The protection of lawful existing use rights provides an additional doctrinal reason to resist rigid objective tests. Planning law has traditionally afforded protection to lawful uses, including those that may be nonconforming with current policy. These uses are treated as vested rights that should not be extinguished lightly. A rule that automatically terminates such rights after a fixed period of inactivity would risk unfairness, particularly where non-use is attributable to external factors such as economic conditions, inheritance disputes, or temporary operational interruptions. The cautious approach adopted in Hartley reflects a broader reluctance to deprive landowners of such rights in the absence of clear and contextual evidence of abandonment.
From a comparative perspective, Maltese jurisprudence illustrates both the appeal and the limitations of a more objective, fact-driven approach. In Paul Vassallo v Planning Authority (Court of Appeal, 28 October 2002), the Court placed decisive weight on the fact that the petrol station had not been used for approximately two decades and that the pumps had been removed during that period. The Court held that the relevant consideration was the actual and effective use of the land, concluding that the site had effectively become one where no use was taking place and that the reintroduction of petrol pumps constituted a material change of use requiring permission. It further stated that non-use over such a prolonged period could itself amount to a form of “destination” of the land, thereby justifying regulatory intervention.
This reasoning demonstrates the strengths of an objective approach. By focusing on observable facts, the Court avoids the evidential uncertainty associated with intention and provides a clear, administratively workable standard. It also aligns planning control with current land-use realities, ensuring that outdated or dormant uses do not undermine contemporary planning policies. However, this clarity comes at a doctrinal cost. By effectively equating prolonged non-use with abandonment, the Maltese approach risks collapsing the distinction between abandonment and change of use.

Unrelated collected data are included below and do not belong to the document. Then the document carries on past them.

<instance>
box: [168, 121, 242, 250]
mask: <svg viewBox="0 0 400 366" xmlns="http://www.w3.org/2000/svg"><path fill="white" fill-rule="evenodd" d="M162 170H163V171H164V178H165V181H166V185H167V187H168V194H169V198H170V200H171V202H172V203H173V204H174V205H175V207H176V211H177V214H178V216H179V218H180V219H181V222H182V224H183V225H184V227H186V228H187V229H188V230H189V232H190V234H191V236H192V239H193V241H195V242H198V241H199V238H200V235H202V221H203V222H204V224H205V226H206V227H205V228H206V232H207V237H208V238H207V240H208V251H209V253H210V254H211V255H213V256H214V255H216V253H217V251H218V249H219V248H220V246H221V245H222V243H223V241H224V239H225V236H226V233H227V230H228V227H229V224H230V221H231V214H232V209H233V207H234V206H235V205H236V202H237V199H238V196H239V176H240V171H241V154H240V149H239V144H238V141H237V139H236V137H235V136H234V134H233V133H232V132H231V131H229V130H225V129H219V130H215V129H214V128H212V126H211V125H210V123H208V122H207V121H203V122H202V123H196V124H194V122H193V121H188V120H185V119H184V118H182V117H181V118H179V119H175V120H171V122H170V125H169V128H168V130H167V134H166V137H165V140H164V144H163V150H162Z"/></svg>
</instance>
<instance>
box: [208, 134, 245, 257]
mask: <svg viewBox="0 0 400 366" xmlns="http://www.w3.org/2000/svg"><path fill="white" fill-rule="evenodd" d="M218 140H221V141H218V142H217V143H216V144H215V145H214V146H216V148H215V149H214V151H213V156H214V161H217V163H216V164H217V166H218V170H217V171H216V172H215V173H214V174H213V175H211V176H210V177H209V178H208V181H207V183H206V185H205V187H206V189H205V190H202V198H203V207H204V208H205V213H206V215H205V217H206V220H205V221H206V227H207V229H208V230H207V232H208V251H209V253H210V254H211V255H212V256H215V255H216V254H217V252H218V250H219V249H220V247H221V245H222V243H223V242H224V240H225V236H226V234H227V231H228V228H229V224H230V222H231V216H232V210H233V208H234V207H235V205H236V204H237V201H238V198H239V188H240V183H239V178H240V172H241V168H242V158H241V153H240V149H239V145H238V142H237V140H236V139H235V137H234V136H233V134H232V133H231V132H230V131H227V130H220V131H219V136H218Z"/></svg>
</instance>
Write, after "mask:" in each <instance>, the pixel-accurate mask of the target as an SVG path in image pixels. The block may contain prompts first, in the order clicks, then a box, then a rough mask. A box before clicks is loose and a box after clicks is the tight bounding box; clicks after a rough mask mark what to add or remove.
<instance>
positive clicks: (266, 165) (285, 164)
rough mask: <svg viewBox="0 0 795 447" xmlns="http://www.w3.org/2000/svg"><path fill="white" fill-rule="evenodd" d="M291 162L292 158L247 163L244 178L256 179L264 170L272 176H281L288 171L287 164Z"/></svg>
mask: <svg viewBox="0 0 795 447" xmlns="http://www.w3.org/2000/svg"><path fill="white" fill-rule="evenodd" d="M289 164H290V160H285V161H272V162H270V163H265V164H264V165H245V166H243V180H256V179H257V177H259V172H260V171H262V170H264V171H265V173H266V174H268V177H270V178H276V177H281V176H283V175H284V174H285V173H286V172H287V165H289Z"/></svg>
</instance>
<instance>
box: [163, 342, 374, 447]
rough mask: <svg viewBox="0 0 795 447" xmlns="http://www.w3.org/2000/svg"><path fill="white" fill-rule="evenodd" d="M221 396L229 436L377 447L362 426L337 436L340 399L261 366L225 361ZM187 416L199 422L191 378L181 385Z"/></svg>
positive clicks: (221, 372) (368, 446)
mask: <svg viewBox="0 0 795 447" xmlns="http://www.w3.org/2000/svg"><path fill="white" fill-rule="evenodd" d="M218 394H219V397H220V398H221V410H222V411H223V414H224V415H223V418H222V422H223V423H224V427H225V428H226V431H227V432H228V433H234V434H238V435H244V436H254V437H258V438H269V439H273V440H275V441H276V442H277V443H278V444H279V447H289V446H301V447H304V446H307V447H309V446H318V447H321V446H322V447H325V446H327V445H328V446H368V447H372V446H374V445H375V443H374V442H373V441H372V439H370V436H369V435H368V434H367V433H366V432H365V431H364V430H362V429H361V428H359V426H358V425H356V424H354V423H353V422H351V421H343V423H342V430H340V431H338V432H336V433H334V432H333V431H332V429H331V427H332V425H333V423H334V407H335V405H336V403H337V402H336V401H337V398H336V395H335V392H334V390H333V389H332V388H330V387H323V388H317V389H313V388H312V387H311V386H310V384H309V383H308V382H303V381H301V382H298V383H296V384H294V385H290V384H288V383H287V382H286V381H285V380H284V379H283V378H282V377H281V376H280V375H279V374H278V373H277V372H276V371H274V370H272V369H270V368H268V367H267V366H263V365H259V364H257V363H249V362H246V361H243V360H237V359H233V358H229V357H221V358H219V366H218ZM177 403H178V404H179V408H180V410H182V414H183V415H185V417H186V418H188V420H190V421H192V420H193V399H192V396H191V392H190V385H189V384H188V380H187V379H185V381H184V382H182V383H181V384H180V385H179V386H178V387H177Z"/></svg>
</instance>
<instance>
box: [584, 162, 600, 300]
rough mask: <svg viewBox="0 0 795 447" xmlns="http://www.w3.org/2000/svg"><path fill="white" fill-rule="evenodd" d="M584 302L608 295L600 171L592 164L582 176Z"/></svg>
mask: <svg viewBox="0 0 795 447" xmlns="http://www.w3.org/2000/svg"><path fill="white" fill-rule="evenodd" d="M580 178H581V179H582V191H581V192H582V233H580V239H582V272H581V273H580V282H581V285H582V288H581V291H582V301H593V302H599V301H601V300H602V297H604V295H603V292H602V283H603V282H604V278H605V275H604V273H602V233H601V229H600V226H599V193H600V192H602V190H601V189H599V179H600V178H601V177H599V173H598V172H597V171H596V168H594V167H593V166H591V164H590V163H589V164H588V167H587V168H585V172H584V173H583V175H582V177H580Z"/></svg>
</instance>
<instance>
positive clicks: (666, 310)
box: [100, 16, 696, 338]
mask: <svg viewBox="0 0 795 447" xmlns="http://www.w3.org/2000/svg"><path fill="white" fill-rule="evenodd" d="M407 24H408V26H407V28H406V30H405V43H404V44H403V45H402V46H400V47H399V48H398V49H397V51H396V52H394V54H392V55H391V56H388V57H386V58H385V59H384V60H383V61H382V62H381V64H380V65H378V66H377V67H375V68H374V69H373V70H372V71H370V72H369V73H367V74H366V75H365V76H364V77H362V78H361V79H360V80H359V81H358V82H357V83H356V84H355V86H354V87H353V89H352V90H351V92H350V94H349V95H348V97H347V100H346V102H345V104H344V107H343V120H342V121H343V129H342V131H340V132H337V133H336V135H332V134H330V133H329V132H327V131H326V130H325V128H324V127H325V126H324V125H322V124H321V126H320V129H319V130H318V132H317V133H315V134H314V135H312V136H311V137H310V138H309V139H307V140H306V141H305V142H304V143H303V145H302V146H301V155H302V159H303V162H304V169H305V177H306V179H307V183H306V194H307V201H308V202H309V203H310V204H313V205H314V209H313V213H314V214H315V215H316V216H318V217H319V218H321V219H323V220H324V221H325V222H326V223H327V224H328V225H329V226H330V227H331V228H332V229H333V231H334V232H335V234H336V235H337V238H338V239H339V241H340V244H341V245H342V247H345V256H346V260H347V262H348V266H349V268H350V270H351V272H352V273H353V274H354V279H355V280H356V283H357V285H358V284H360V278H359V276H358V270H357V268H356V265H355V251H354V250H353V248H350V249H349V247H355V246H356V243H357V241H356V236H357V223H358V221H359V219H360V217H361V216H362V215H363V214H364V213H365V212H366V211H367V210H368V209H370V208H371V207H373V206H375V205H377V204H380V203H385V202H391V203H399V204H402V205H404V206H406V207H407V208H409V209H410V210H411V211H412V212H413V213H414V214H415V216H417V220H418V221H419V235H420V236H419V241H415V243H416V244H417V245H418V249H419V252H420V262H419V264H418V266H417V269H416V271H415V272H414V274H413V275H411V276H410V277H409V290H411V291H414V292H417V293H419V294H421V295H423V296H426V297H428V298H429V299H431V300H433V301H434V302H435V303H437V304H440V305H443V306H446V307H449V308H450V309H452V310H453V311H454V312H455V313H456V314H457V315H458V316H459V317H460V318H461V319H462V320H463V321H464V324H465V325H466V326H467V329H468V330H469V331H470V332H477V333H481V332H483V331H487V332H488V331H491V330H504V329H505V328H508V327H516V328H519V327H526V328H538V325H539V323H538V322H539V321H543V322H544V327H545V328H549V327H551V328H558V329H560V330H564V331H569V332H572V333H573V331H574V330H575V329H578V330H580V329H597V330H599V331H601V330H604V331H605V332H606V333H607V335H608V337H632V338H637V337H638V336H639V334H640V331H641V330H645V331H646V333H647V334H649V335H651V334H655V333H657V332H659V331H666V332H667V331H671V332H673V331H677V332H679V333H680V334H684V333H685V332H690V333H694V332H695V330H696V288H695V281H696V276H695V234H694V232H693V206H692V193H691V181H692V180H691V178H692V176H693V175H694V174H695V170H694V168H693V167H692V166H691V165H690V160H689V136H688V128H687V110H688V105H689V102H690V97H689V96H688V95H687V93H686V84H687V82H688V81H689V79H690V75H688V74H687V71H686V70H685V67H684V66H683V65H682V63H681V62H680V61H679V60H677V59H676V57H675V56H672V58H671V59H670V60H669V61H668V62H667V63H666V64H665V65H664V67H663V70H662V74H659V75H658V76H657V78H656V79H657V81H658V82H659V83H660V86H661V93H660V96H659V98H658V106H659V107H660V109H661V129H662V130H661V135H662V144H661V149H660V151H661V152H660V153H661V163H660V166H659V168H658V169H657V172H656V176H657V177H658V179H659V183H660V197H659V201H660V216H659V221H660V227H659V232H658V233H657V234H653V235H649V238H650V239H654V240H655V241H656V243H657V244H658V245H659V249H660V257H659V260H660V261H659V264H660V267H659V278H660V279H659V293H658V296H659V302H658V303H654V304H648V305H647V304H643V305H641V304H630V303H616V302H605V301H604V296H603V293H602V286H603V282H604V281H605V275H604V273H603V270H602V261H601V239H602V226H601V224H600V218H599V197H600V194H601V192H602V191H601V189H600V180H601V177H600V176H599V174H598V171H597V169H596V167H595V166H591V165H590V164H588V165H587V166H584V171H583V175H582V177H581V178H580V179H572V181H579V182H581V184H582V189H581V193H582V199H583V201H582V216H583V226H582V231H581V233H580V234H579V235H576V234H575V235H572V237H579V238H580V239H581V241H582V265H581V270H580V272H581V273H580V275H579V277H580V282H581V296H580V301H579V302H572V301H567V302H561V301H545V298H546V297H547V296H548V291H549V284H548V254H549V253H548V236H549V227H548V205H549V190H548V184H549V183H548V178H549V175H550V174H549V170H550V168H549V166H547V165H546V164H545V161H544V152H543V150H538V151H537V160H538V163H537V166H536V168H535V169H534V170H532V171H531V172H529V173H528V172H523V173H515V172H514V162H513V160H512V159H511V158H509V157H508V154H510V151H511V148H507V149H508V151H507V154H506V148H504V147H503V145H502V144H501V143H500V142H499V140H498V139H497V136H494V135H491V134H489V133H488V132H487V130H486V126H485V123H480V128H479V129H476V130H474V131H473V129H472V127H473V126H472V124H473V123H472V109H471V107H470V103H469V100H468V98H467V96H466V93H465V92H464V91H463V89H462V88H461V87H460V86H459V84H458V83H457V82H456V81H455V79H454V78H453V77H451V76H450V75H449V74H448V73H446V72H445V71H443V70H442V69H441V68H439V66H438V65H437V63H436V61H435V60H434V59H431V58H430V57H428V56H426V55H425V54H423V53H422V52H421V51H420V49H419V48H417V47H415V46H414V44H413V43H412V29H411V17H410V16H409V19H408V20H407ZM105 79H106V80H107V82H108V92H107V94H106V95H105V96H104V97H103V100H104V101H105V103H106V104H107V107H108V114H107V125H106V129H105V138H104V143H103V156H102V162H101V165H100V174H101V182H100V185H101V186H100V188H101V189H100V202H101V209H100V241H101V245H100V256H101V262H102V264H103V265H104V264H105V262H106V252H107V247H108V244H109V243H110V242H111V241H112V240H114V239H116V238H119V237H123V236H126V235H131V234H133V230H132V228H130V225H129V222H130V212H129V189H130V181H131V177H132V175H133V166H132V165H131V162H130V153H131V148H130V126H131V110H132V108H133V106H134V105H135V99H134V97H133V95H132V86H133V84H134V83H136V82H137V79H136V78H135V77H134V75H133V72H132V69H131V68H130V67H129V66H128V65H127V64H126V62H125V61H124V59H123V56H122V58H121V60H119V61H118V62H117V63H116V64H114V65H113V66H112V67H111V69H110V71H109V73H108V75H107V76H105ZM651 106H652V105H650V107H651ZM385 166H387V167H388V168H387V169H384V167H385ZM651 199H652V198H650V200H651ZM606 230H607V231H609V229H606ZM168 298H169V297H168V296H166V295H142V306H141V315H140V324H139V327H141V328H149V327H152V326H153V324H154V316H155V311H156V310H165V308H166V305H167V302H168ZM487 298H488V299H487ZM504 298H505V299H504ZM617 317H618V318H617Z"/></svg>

Rather than asking whether the former use has been relinquished, the Court treats the transition from inactivity to activity as itself a material change of use. This shifts the focus away from the extinction of rights and towards the regulation of present activity.
Critically, this approach may lead to unfair outcomes. Where non-use is attributable to contextual factors—such as family disputes or temporary operational changes—the rigid emphasis on duration and physical absence may obscure the underlying reality that the use was never truly relinquished. Under a more flexible approach, such as that articulated in Hartley, these factors might support a finding that abandonment had not occurred. The Maltese decision therefore illustrates how a more rigidly objective approach can oversimplify complex factual situations and produce results that may not fully align with the underlying purpose of the doctrine.
Moreover, single-factor objective tests are vulnerable to manipulation. If abandonment were determined solely by the passage of time, landowners might undertake minimal or token activities to preserve their rights, while planning authorities might rely on delay to extinguish them. The fact-and-degree approach mitigates these risks by focusing on whether the use has genuinely been given up in planning terms, rather than on formal compliance with arbitrary thresholds.
In conclusion, while objectivity in method is indispensable, a single-factor objective test—particularly one based on duration of non-use—is incompatible with the doctrinal structure and policy objectives of planning law. Abandonment is not merely a question of inactivity, but an evaluative judgment concerning whether a lawful use has been relinquished in a meaningful sense. The case law, from Hartley through to Castell-Y-Mynach and Hughes, consistently supports a multi-factorial inquiry that resists reduction to rigid rules. The contrast with the more fact-driven reasoning in Paul Vassallo v Planning Authority underscores both the appeal and the risks of greater objectivity. A flexible, context-sensitive approach, despite its inherent uncertainty, remains better suited to capturing the complex realities of land use and ensuring that planning law operates both fairly and effectively.